The 28-member EU has got the roaming charges for calls, texts and data transfer drop by up to 91 percent compared to the rates of 2007.
A breakdown of the reduction:
Calls – price for incoming calls capped at 7c per minute plus VAT (down from 8c/min). Outgoing calls are capped at 24c per minute (from 29c/minute). Try xe.com for currency conversion.
Text – 8c plus VAT (down from 9c/text)
Data – 45c per MB (from 70c/MB)
The new directive also calls on the providers to alert users when their agreed limits are about to be crossed.
But while this is the maximum price the providers can charge, the European Union hopes they will further reduce the prices, in the spirit of competition.
And there is more to come. Starting July 1, 2014, the charges will come down further.
Also, on yet another major development, on Tuesday, July 9, the European Parliament started deliberations on doing away with the roaming charges concept altogether within the member states. With the parliamentary elections due next year, there is a strong feeling there will be action on this front.
For travellers from outside, there are three options to do calling while travelling:
Set up a roaming plan from your home country provider
Buy a SIM card locally and use.
Set up Skype or similar program.
1. Buying up a roaming package from the home country provider is the easiest. There are various packages and one can choose the best. But this is not always the cheapest.
2. In almost all European countries, and in fact in many other parts of the world as well, it is very easy to buy a SIM card. Most news vendors, telecom shops and sometimes even convenient stores sell them.
The cards usually come with some credit and you will have to call a number to activate the line.

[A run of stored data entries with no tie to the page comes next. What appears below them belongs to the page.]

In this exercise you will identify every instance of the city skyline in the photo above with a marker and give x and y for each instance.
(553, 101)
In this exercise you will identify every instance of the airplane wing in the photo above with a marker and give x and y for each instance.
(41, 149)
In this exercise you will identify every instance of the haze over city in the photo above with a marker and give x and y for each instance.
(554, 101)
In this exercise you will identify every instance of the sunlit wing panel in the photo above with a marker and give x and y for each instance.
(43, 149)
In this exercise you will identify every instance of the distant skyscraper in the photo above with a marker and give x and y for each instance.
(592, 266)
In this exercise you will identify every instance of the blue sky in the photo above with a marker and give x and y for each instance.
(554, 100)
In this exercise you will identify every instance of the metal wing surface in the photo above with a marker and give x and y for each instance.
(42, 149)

Once you have activated, you can also check card balance. Once that is about to end, you can buy a new charge card, and call a provider number to add the charge.
Of course, using these cards can be a little expensive than having a fixed contract with a local provider but it still will be cheaper than having a roaming package from the provider of your home country.
When it comes to Europe, there might also be major providers who can offer the same rate for multiple countries. This comes in handy if you are travelling across the region.
3. Skype can be the cheapest as skype-skype calls are free. But you can also buy credits to make calls to non-skype account holders. But you will need a wifi hot-spot to make the calls.